Thank you. I gave up on the asynchronous approach, and followed your advice to treat the likes of numpy
differently.
It's something you should use for maybe 10 results or ideally only for one.
I understand. I will try to nudge the popular language servers in this direction (but it might take time as it is only possible with recent LSP 3.16 and many clients believe that the label - which is what the signature is being used for - should be available from the beginning). Nonetheless, I will be very happy to see any performance improvements to get_signatures()
.
@davidhalter I wonder what's the difference between something like https://github.com/tree-sitter/tree-sitter-python and parso ? Can't you leverage tree-sitter somehow ? It seems to be written in C and has fairly decent Rust bindings.

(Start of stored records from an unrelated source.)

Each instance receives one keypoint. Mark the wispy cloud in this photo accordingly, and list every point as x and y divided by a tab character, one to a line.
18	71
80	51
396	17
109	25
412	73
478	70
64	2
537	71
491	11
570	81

This sounds like a very interesting task, I'm not sure what the etiquette is in regards to helping out but I would be interested in contributing to the rust re-implementation of Jedi :+1:
For a lot of things (especially usages) jedi's completely lazy approach is not good enough. It is probably better to use a database index cache. The index will basically be a graph that saves all the type inference findings.
This is just an issue for discussion and collection of possible ideas.